In the wintertime, Lou loved sledding and skating on the same Cedar River that she fished in during the summer. She was often seen in her yellow and blue skating outfit that her mother had made, flying across the frozen river on her skates. She spent time walking the paths behind her home, where she would gather hazelnuts. Her father even taught her how to trap rabbits in the woods.
Lou liked to spend time outside. She organized baseball games in the street, climbed trees in her front yard, and loved to race around with her blonde pigtails flying behind her. She and her friends in the Waterloo neighborhood organized circuses in which each of the children would play various roles. They would invite everyone who wasn't acting in the circus to come and see it.
In the 1880's, girls were expected to be prim and proper.
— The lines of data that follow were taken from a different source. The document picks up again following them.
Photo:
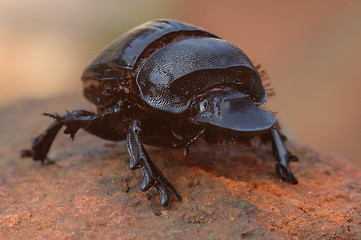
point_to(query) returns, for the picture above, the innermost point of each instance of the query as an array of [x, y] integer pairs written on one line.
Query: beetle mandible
[[166, 83]]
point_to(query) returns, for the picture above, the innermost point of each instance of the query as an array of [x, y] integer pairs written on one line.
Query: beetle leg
[[97, 124], [152, 176], [282, 157]]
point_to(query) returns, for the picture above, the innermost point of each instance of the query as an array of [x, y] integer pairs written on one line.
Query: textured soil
[[228, 192]]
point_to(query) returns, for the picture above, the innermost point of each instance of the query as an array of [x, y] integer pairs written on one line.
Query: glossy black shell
[[166, 64]]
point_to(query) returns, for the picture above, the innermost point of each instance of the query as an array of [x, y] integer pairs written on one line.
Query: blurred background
[[310, 49]]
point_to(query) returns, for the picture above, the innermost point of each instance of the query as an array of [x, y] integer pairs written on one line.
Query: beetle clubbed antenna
[[265, 80]]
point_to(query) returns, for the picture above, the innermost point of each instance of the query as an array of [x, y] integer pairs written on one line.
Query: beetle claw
[[282, 157], [152, 176]]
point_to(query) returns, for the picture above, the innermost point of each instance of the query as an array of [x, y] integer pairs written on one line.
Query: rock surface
[[228, 192]]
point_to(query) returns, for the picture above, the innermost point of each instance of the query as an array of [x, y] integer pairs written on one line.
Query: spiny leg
[[152, 176], [97, 124], [282, 157]]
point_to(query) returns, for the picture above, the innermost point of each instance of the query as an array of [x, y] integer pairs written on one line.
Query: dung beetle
[[166, 84]]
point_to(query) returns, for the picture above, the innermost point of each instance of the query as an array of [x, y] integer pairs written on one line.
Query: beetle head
[[231, 110]]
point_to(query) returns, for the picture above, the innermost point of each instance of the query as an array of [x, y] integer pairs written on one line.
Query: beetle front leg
[[97, 124], [282, 157], [152, 176]]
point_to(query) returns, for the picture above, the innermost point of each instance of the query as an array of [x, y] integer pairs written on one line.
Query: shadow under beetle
[[166, 83]]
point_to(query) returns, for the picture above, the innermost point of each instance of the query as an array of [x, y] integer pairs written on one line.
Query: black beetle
[[166, 84]]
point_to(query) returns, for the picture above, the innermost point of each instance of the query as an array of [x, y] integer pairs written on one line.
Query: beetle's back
[[119, 60]]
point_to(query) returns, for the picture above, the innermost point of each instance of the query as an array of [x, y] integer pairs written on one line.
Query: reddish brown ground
[[228, 193]]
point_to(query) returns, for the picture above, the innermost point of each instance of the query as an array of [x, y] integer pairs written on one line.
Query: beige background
[[310, 49]]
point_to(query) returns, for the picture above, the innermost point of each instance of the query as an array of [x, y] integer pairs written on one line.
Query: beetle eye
[[203, 105]]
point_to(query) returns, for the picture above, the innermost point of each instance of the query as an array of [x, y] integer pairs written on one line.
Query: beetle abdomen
[[174, 74]]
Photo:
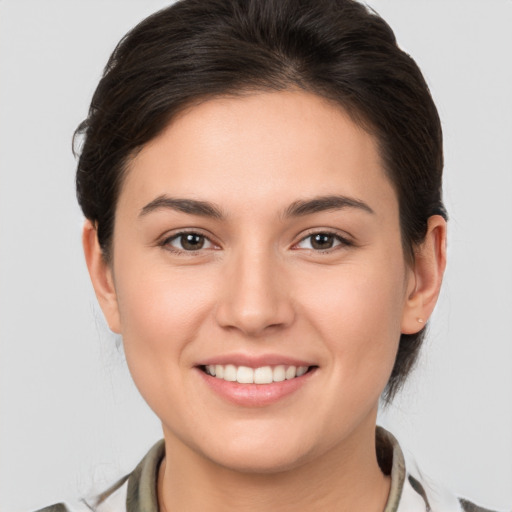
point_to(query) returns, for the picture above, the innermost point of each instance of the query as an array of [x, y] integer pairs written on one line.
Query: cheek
[[358, 314]]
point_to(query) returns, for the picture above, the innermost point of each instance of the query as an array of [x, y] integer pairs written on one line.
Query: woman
[[265, 229]]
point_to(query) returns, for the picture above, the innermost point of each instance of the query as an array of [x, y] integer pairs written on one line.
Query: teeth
[[261, 375]]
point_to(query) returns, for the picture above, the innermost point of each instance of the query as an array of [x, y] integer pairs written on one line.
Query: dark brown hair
[[196, 49]]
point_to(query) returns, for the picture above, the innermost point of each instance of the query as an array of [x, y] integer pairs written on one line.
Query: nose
[[254, 297]]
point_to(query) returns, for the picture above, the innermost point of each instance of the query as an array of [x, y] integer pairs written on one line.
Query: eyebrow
[[299, 208]]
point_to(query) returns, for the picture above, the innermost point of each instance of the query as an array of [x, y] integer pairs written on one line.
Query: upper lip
[[254, 361]]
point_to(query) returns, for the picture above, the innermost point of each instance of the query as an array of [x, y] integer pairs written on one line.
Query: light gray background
[[71, 421]]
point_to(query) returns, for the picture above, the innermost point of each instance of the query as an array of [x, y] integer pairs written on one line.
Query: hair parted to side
[[200, 49]]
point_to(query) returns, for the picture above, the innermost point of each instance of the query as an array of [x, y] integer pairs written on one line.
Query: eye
[[187, 242], [323, 241]]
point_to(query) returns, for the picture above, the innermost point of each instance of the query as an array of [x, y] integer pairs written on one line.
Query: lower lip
[[255, 395]]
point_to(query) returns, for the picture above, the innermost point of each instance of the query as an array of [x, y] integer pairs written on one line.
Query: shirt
[[410, 492]]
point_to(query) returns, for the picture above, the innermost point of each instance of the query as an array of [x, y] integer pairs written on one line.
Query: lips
[[260, 375], [255, 381]]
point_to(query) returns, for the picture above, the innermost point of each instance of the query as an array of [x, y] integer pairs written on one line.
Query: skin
[[259, 286]]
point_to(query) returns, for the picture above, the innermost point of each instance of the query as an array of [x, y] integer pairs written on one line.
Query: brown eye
[[323, 241], [187, 242]]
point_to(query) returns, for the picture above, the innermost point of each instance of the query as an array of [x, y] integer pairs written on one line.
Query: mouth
[[260, 375]]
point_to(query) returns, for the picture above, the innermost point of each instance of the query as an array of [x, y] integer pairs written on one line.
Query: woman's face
[[260, 232]]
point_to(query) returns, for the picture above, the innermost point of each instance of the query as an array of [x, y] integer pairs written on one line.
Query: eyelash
[[344, 242]]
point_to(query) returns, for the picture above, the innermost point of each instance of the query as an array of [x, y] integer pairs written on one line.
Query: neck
[[346, 478]]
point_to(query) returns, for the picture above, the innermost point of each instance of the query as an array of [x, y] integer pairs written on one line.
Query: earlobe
[[425, 283], [101, 276]]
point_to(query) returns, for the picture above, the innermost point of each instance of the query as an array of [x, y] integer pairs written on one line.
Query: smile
[[260, 375]]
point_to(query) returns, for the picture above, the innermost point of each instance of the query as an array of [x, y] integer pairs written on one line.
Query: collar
[[141, 493]]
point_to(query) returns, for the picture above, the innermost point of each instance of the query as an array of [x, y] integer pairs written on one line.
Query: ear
[[426, 276], [101, 276]]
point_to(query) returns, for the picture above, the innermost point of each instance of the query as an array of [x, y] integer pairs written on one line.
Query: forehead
[[262, 149]]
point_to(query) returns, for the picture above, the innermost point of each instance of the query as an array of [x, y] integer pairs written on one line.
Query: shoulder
[[411, 490], [133, 492]]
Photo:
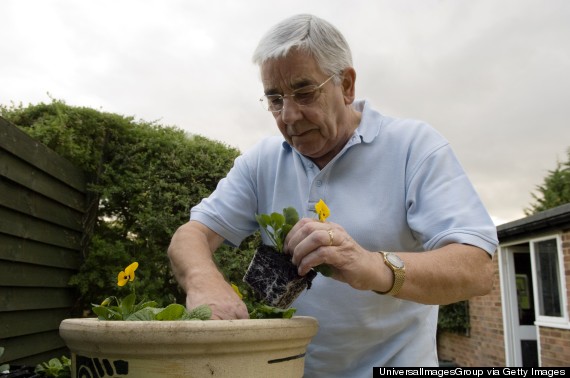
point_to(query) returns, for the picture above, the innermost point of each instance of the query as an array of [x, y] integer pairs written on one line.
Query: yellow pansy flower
[[322, 210], [128, 274]]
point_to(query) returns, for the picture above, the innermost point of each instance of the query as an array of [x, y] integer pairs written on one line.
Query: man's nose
[[291, 111]]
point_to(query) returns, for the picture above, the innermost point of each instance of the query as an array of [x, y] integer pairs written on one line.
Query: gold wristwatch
[[398, 268]]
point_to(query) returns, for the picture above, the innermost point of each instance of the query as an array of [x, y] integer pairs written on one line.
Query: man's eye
[[275, 100]]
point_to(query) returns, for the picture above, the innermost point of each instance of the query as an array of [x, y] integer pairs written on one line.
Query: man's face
[[319, 130]]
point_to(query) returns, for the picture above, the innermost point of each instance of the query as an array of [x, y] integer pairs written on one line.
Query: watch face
[[395, 260]]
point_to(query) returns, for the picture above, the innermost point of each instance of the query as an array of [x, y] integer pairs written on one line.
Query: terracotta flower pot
[[274, 278], [219, 348]]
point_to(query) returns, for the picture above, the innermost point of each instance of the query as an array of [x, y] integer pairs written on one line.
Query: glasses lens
[[273, 103], [305, 96]]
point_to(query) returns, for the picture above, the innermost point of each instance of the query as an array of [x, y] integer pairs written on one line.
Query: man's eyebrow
[[301, 83]]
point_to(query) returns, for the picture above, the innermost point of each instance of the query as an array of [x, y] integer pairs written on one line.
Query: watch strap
[[399, 276]]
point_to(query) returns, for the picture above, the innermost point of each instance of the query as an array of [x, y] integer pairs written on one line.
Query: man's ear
[[348, 85]]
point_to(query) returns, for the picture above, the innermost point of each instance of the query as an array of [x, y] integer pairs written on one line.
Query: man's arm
[[191, 256], [449, 274]]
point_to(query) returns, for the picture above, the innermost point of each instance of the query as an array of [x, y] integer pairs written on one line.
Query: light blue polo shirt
[[396, 186]]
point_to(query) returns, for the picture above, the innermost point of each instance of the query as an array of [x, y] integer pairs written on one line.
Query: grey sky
[[492, 76]]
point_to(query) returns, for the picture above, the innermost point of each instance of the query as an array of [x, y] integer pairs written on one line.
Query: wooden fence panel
[[42, 211]]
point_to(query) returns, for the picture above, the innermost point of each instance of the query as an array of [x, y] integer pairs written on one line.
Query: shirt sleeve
[[230, 209], [443, 207]]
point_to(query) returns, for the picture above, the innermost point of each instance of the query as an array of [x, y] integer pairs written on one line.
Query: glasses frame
[[292, 95]]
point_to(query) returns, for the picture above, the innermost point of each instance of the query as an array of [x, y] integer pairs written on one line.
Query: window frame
[[563, 320]]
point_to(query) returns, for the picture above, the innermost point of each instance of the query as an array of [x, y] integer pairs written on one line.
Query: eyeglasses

Girls who attempted Lou Henry's feats were usually labeled, "tomboys." Lou Henry, of course, once took a long rope, climbed up a tree during a school picnic, tied the rope to the tree, and thus provided a swing for the party. She didn't mind being called a tomboy.
Lou had a great love of horses. She learned to ride bareback on a big horse at her uncle's farm in Shell Rock, Iowa. Of course she also learned to ride side saddle as ladies had to do in the 1800's.
All of this outdoor adventure instilled in Lou a curiosity about all the wonders of the earth and nature.
When Lou was eight years old, her sister Jean was born. This completed the Henry family.
In 1885, about the time that Lou turned 11, the family decided to move to Whittier, California. This was a new town, founded by Quakers, in which Mr. Henry was going to help open a new bank. It would also be a good move for improving Mrs. Henry's health. The sunshine of California would do wonders for her.
Lou Henry thrived in California. Her skills in athletics and organization gained her many friends. One day Lou wanted to organize a baseball game, but there was an obstacle. The whole playground was a rank mustard patch. Lou devised a contest: the team that cleared their side on the grounds first was to be fed refreshments by the other side. Even though Lou's team won, she took everyone home with her for snacks.
In September of 1891, Lou enrolled at the Los Angeles Normal School. It was here that she joined the Agassiz Club. This club met after school once a week. The members collected items for the museum at the normal school. They collected unique live pets. This was not so unusual or unique for Lou since she had had a horned toad for a pet herself.
She Transferred to San Jose Normal School in 1892, and received her teaching degree. She had prepared to become a teacher just as her mother had been before she married Charles Henry. Even though Lou had prepared to teach, she sought her father's advice about what she ought to do with her life. It was at this time that an event took place that altered the course of Lou's life.